Tanith Lee – Meester van de Dood

 4,25

Pocket

404 pagina’s

1 op voorraad

Beschrijving

Het tweede boek over de Heren van de Duisternis

In die dagen was de aarde geen bol en de demonen huisden in ijzeren paleizen in een reusachtige grot onder het oppervlak: de Onderaarde. Hier stroomde de Rivier van de Slaap, hier joegen de demonen op de zielen van de slapenden, hier stond hun luisterrijke metalen stad Druhim Vanashta. Terwijl in de verheven, ijle sferen van de Opperaarde, de koele en onverschillige goden neerzagen op het werk van hun handen. Zo was het in die dagen op aarde…

Oppermachtig in de Onderaarde was Azhrarn Prins der Demonen, een van de Heren der Duisternis, Heerser van de Nacht. Hij was het die gruwelen en gevaar bracht aan degenen die hij bezocht, hij was het die hartverscheurend gemene streken uithaalde maar ook wonderen kon verrichten, hij die ontuitsprekelijke ellende bezorgde aan al wie hem dwarsboomde.
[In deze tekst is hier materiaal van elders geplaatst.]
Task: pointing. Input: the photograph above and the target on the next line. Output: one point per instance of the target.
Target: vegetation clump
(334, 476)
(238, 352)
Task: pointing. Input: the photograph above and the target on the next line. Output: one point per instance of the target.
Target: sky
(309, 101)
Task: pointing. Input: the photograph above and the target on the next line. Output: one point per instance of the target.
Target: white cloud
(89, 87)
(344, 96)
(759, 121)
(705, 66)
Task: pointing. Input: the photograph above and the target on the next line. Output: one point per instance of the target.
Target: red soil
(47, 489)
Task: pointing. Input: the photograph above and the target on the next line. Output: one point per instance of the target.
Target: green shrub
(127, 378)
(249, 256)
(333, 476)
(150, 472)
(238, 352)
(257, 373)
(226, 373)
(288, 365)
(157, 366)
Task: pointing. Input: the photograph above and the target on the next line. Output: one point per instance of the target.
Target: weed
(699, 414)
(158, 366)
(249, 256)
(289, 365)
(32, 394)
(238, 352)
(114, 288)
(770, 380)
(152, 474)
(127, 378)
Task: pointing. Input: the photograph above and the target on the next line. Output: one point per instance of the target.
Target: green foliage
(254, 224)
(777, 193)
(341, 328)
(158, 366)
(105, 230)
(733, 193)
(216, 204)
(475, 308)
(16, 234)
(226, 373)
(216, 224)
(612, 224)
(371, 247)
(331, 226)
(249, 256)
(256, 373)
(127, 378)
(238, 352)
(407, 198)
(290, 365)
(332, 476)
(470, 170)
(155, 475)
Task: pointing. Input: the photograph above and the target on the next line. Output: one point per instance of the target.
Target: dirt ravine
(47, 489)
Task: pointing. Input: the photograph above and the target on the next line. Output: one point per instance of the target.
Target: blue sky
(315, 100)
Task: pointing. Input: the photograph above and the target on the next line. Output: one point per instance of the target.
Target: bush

Een andere Heer van het Duister was Uhlume, de zwarte meester van de Dood. Zijn domein was de vreugdeloze Binnenaarde, waar een koud grijs licht heerste en zelfs de bomen van steen waren. Geen woonden hier dan Uhlume zelf en zijn weinige dienaren, de zielen van mensen die zich voor duizend jaar verkocht hadden aan hem in ruil voor een gunst die alleen hij kon verlenen.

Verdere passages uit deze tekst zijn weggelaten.